Estimating the causal structure of observational data is a challenging combinatorial search problem that scales super-exponentially with graph size. Existing methods use continuous relaxations to make this problem computationally tractable but often restrict the data-generating process to additive noise models (ANMs) through explicit or implicit assumptions. We present Order-based Structure Learning with Normalizing Flows (OSLow), a framework that relaxes these assumptions using autoregressive normalizing flows. We leverage the insight that searching over topological orderings is a natural way to enforce acyclicity in structure discovery and propose a novel, differentiable permutation learning method to find such orderings.

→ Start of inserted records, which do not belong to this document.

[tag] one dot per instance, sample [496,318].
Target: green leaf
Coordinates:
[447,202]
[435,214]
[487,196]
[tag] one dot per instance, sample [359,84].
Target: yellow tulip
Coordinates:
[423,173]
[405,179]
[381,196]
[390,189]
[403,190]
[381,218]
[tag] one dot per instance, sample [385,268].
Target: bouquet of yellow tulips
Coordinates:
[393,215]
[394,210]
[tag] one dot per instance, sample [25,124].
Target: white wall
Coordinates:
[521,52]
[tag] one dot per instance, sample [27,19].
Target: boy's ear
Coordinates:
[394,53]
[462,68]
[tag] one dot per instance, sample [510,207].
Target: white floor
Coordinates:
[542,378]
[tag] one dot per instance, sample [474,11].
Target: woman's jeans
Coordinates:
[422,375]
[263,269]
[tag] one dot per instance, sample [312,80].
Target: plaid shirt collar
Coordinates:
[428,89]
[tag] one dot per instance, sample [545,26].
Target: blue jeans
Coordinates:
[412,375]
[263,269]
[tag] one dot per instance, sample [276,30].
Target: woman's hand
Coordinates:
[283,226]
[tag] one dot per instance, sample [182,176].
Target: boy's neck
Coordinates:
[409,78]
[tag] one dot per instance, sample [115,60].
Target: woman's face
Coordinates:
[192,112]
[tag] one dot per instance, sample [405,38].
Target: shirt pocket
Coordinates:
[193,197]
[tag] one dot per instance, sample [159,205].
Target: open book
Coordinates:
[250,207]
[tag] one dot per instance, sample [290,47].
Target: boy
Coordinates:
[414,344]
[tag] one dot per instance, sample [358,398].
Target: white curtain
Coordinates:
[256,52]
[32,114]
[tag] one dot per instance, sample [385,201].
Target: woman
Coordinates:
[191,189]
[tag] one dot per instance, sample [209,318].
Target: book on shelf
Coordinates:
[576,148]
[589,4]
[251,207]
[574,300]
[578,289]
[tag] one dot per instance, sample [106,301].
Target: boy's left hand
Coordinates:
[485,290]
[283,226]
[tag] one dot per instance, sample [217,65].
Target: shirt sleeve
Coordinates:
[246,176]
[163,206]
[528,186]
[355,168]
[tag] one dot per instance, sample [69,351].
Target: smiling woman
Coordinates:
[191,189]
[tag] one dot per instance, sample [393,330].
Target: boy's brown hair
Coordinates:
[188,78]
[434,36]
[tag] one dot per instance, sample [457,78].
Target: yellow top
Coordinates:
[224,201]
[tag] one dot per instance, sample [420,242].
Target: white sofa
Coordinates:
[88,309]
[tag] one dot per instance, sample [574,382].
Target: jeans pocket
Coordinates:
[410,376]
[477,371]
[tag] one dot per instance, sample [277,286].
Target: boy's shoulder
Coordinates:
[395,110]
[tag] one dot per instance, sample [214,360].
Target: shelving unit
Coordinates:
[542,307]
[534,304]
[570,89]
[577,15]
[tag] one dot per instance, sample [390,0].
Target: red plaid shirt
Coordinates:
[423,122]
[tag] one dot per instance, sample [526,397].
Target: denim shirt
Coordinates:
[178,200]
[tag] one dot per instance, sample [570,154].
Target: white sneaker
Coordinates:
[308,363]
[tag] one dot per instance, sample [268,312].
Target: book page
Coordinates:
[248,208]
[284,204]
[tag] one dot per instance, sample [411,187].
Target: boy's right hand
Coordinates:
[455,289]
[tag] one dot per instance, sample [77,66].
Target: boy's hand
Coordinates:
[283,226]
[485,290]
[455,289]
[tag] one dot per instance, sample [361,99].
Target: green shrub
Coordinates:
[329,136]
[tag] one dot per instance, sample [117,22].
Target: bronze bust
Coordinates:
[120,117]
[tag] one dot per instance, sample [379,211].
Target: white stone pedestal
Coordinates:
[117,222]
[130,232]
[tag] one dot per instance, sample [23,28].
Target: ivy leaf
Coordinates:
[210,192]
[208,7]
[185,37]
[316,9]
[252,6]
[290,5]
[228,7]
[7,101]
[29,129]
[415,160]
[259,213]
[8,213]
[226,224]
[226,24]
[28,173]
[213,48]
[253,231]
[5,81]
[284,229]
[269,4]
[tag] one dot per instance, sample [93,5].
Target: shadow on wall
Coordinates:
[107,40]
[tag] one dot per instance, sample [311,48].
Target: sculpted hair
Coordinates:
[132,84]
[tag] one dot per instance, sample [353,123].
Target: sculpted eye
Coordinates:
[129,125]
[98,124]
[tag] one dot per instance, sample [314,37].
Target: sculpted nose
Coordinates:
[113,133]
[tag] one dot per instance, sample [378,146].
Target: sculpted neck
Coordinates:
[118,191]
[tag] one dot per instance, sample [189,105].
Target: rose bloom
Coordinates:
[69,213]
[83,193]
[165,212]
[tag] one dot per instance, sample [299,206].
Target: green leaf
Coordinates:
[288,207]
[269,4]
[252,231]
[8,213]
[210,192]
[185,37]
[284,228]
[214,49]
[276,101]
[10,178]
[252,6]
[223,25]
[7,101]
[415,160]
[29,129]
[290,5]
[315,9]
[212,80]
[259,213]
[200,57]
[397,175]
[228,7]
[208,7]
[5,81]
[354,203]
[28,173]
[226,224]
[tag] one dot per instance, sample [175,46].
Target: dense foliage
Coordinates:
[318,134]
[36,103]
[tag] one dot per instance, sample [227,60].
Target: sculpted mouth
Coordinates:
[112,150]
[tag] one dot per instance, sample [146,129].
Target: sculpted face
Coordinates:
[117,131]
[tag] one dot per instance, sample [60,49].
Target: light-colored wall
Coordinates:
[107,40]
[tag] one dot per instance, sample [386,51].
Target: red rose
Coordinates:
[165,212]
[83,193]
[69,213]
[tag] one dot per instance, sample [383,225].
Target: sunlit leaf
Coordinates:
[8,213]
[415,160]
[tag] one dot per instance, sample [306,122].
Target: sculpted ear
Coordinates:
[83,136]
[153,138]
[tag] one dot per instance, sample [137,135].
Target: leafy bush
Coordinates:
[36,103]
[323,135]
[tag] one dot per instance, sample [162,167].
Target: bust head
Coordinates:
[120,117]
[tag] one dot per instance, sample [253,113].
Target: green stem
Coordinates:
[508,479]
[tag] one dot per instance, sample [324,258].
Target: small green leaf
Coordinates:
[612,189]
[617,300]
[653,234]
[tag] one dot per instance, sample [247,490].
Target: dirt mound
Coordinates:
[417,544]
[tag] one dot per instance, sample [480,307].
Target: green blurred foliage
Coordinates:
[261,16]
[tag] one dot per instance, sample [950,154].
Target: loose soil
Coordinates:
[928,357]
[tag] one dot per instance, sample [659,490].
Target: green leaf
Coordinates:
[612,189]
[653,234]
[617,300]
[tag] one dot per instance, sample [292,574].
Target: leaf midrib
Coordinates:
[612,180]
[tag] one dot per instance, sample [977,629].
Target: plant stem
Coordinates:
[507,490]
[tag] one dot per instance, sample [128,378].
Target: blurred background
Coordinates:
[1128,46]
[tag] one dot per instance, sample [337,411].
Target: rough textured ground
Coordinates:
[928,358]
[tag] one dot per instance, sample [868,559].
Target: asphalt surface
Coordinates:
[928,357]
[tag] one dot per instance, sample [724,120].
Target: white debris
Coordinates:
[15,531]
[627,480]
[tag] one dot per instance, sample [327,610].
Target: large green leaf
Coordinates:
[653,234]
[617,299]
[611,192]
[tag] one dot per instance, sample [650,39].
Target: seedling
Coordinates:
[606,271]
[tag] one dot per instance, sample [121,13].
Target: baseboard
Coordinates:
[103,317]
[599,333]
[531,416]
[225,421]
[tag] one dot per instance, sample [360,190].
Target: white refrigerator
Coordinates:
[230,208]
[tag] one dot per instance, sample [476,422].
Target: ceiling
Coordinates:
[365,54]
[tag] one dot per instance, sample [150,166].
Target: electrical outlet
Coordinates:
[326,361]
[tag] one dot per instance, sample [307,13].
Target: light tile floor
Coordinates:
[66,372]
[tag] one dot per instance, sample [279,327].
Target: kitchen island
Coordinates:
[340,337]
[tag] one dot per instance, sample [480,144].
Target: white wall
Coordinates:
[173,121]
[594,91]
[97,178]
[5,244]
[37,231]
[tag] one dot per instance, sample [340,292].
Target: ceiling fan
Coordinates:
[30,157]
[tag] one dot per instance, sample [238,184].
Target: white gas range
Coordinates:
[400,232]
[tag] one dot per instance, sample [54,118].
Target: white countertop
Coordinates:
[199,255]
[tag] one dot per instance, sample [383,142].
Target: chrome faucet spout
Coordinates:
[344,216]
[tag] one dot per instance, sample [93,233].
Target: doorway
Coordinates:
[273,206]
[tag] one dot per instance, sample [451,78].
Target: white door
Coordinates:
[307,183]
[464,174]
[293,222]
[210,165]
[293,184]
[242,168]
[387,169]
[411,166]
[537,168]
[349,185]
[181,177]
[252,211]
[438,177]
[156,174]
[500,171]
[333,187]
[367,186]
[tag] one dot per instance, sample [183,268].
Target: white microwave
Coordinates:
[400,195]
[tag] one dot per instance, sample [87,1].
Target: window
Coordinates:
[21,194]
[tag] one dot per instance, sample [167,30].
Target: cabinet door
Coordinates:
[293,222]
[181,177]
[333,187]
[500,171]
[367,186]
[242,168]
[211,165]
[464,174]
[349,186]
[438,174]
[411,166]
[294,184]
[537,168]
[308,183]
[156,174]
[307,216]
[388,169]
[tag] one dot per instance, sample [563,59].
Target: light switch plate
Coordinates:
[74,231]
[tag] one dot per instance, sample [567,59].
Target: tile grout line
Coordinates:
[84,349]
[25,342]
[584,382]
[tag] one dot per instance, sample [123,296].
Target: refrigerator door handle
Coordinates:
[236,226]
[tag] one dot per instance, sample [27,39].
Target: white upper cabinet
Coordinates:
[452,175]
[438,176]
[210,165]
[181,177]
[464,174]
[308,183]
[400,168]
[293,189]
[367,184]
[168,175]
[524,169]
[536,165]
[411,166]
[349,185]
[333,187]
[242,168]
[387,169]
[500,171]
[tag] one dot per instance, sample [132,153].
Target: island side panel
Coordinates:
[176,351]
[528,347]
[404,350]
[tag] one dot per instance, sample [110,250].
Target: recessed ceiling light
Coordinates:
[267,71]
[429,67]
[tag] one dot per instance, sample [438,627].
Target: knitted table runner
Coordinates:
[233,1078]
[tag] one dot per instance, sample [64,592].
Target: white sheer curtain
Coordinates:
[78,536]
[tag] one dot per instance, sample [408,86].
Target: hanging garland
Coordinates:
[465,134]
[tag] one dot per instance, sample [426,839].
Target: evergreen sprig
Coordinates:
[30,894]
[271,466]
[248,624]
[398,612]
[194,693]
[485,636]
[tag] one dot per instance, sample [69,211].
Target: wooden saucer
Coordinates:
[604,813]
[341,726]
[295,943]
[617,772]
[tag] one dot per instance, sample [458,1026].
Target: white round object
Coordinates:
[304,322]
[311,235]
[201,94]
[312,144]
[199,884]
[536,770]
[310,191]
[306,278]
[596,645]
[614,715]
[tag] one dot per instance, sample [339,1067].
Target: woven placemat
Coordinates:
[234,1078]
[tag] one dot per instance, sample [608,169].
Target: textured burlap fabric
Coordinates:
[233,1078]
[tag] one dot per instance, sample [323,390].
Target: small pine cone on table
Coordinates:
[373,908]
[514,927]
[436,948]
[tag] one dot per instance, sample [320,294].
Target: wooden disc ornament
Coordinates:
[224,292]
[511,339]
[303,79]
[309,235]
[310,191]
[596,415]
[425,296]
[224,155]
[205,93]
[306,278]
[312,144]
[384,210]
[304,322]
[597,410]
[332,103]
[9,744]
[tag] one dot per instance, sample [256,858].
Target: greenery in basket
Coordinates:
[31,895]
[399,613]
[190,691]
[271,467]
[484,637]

Through extensive experiments on synthetic and real-world data, we demonstrate that OSLow outperforms prior baselines and improves performance on the observational Sachs and SynTReN datasets as measured by structural hamming distance and structural intervention distance, highlighting the importance of relaxing the ANM assumption made by existing methods.

翻译：估计观测数据的因果结构是一个具有挑战性的组合搜索问题，其复杂度随图大小呈超指数增长。现有方法通过连续松弛使该问题在计算上可行，但通常通过显式或隐式假设将数据生成过程限制为加性噪声模型（ANMs）。我们提出基于序的结构学习与归一化流（OSLow）框架，该框架利用自回归归一化流放宽上述假设。我们利用拓扑排序搜索天然具有强制结构发现中无环性的特性，并提出一种新颖的可微排序学习方法以寻找此类拓扑序。通过在合成数据和真实数据上的大量实验，我们证明OSLow优于现有基准方法，并在观测性Sachs和SynTReN数据集上显著提升了结构汉明距离与结构干预距离指标的性能，这凸显了放宽现有方法所依赖的ANM假设的重要性。